Robert D. Parks | Barry L. Lazarus | ||
Chairman of the Board | President and Chief Operating Officer | ||
Enclosure | |||
cc: Trustee | |||
Broker Dealer | |||
Financial Advisor |
(Please see reverse side for an important disclosure.)
This letter contains forward-looking statements made under the safe harbor provisions of the Private Securities Litigation Reform Act of 1995. The statements may be identified by terminology such as may, would, expect, intend, estimate, anticipate, plan, seek, appears, or believe. Such statements reflect the current view of Inland Diversified with respect to future events and are subject to certain risks, uncertainties and assumptions related to certain factors including, without limitation, the occurrence of any event, change or other circumstances that could give rise to the termination of the merger agreement, the inability to obtain stockholder approvals relating to the merger or the failure to satisfy the other conditions to completion of the merger, fluctuations in the per share price of Kite Realty’s common shares, risks related to disruption of management’s attention from the ongoing business operations due to the proposed merger, the outcome of any legal proceedings relating to the merger, risks to consummation of the merger, including the risk that the merger will not be consummated within the expected time period or at all, market and economic challenges experienced by the U.S. economy or real estate industry as a whole, including dislocations and liquidity disruptions in the credit markets, the inability of tenants to continue paying their rent obligations due to bankruptcy, insolvency or a general downturn in their business, competition for real estate assets and tenants, impairment charges, the availability of cash flow from operating activities for distributions and capital expenditures, the ability to refinance maturing debt or to obtain new financing on attractive terms, future increases in interest rates, actions or failures by Inland Diversified’s joint venture partners, including development partners, factors that could affect Inland Diversified’s ability to qualify as a real estate investment trust, and other factors detailed under Risk Factors in Inland Diversified’s most recent Form 10-K and subsequent Form 10-Qs on file with the SEC.
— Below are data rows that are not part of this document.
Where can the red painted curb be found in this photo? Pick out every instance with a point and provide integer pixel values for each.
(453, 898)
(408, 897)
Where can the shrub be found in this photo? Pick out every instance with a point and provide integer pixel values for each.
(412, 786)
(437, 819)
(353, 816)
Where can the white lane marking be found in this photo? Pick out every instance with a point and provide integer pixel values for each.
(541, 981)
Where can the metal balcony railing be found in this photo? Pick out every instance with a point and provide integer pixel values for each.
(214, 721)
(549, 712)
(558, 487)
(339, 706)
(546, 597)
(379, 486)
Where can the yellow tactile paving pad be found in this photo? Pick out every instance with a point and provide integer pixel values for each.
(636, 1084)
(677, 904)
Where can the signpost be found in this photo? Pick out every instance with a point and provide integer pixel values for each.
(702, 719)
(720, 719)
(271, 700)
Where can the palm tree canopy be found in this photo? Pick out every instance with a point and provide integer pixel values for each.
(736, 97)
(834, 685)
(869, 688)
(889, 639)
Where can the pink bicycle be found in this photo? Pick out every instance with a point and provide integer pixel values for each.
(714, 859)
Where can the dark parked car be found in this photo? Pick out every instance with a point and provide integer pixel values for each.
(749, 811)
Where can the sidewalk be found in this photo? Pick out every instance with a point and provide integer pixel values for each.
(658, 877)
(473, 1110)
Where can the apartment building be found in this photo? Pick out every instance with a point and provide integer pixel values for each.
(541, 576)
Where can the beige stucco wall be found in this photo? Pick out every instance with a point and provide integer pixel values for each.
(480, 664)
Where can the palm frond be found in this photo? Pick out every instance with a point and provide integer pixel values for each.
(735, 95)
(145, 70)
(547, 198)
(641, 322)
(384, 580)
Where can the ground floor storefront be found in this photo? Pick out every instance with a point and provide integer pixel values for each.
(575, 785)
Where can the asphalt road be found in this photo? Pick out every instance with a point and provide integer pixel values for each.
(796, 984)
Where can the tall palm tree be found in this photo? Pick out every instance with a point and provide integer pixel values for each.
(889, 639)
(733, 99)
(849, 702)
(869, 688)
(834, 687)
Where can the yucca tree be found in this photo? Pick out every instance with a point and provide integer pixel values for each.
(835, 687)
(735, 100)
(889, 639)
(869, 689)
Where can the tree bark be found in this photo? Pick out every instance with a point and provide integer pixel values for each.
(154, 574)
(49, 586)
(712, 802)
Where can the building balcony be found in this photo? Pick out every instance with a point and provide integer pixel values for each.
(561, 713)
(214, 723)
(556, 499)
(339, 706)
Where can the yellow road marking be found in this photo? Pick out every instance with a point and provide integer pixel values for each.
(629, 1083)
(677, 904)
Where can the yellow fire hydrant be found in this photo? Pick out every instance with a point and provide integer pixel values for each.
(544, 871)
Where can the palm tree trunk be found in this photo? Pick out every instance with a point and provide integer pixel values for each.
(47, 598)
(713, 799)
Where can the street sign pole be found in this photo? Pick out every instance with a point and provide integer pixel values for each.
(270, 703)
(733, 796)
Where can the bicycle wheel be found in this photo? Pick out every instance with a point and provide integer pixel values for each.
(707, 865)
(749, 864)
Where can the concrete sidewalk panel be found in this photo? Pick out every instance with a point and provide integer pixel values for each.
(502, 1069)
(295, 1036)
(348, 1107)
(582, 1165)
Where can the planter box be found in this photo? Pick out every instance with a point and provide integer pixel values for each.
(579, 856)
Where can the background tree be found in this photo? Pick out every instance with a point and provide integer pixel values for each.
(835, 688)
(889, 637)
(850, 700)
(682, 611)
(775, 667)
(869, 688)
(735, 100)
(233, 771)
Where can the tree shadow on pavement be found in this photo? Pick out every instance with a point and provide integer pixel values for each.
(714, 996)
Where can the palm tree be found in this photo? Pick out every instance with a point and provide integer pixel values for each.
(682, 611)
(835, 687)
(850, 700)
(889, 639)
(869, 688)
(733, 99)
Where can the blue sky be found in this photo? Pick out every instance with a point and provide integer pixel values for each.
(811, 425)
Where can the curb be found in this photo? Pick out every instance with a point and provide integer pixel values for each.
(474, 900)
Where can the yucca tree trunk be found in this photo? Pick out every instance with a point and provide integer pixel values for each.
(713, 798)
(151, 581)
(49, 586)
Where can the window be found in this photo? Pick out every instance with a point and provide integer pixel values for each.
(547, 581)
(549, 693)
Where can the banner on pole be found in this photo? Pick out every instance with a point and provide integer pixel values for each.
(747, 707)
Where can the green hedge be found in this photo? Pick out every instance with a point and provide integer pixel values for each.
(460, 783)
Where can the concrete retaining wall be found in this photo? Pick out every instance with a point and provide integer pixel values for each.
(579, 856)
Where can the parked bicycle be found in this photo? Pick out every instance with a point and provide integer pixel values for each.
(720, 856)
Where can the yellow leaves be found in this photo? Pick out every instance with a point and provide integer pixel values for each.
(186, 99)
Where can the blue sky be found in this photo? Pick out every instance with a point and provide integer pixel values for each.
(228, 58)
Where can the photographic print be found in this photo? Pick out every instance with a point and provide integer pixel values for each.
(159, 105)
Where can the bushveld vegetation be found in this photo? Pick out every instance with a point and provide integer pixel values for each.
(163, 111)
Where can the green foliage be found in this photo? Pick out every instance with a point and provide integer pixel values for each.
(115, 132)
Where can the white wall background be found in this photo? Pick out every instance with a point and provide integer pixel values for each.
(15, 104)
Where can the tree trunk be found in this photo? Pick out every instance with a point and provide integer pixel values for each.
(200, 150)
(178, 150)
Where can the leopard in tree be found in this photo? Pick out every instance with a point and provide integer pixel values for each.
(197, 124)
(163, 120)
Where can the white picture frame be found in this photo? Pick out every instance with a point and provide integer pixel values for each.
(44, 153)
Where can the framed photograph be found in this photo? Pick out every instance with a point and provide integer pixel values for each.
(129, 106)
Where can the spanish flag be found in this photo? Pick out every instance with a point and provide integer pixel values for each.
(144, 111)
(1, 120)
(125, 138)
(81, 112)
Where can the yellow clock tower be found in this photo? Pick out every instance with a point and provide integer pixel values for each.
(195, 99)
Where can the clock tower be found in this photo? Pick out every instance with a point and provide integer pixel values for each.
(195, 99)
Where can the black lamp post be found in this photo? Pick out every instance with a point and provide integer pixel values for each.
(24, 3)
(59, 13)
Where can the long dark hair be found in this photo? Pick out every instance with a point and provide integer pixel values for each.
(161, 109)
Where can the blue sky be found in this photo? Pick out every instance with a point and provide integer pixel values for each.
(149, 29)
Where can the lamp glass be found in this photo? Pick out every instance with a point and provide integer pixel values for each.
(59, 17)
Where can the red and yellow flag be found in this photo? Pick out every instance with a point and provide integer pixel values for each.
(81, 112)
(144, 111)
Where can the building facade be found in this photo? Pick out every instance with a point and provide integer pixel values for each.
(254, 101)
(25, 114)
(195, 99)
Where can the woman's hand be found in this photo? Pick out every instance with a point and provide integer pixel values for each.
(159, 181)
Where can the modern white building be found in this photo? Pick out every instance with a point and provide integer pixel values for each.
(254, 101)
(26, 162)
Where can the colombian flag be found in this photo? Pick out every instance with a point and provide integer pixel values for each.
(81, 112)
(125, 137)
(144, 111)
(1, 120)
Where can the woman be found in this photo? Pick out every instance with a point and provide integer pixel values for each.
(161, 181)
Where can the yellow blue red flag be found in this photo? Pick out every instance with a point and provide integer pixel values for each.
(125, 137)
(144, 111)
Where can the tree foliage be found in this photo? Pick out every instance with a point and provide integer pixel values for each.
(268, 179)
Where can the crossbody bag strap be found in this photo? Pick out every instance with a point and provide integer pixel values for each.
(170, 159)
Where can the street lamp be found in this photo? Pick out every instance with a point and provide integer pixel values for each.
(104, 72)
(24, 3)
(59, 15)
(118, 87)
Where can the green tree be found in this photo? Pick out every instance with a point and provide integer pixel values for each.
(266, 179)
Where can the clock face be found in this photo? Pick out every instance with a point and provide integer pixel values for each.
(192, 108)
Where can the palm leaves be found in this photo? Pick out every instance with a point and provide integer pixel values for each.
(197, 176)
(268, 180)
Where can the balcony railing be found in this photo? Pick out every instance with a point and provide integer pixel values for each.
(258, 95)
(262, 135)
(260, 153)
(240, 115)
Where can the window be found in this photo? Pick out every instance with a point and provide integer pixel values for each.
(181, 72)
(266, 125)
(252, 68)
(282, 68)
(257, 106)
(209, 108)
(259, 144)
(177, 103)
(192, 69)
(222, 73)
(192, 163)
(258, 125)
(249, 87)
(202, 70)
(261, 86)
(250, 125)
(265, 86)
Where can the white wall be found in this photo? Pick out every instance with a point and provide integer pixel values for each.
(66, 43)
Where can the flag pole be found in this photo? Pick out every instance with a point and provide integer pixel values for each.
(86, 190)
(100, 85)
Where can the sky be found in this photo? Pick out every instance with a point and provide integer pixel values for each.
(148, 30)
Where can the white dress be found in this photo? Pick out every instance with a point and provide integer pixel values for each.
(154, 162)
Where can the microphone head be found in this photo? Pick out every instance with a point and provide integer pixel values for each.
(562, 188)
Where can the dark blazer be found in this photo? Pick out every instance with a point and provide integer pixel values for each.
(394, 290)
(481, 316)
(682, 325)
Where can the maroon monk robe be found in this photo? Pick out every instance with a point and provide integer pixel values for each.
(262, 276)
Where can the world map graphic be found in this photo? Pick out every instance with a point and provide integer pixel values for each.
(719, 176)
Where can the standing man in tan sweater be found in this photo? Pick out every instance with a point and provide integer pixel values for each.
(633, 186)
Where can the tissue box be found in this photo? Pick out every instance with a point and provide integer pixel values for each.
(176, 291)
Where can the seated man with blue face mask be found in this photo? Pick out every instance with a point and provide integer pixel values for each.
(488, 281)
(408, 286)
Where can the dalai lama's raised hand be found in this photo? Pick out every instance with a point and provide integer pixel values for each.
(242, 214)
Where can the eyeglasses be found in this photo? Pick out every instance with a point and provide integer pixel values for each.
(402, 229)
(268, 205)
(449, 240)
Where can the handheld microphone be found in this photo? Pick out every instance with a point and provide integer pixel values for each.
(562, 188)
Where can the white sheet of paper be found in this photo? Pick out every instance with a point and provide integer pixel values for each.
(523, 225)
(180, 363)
Although Inland Diversified believes that the expectations reflected in such forward-looking statements are reasonable, it can give no assurance that such expectations will prove to be correct. Based upon changing conditions, should any one or more of these risks or uncertainties materialize, or should any underlying assumptions prove incorrect, actual results may vary materially from those described herein. Except as required by federal securities laws, Inland Diversified undertakes no obligation to publicly update or revise any written or oral forward-looking statements, whether as a result of new information, future events, changed circumstances or any other reason after the date of this letter. All subsequent written and oral forward-looking statements attributable to Inland Diversified or persons acting on its behalf are expressly qualified in their entirety by the applicable cautionary statements.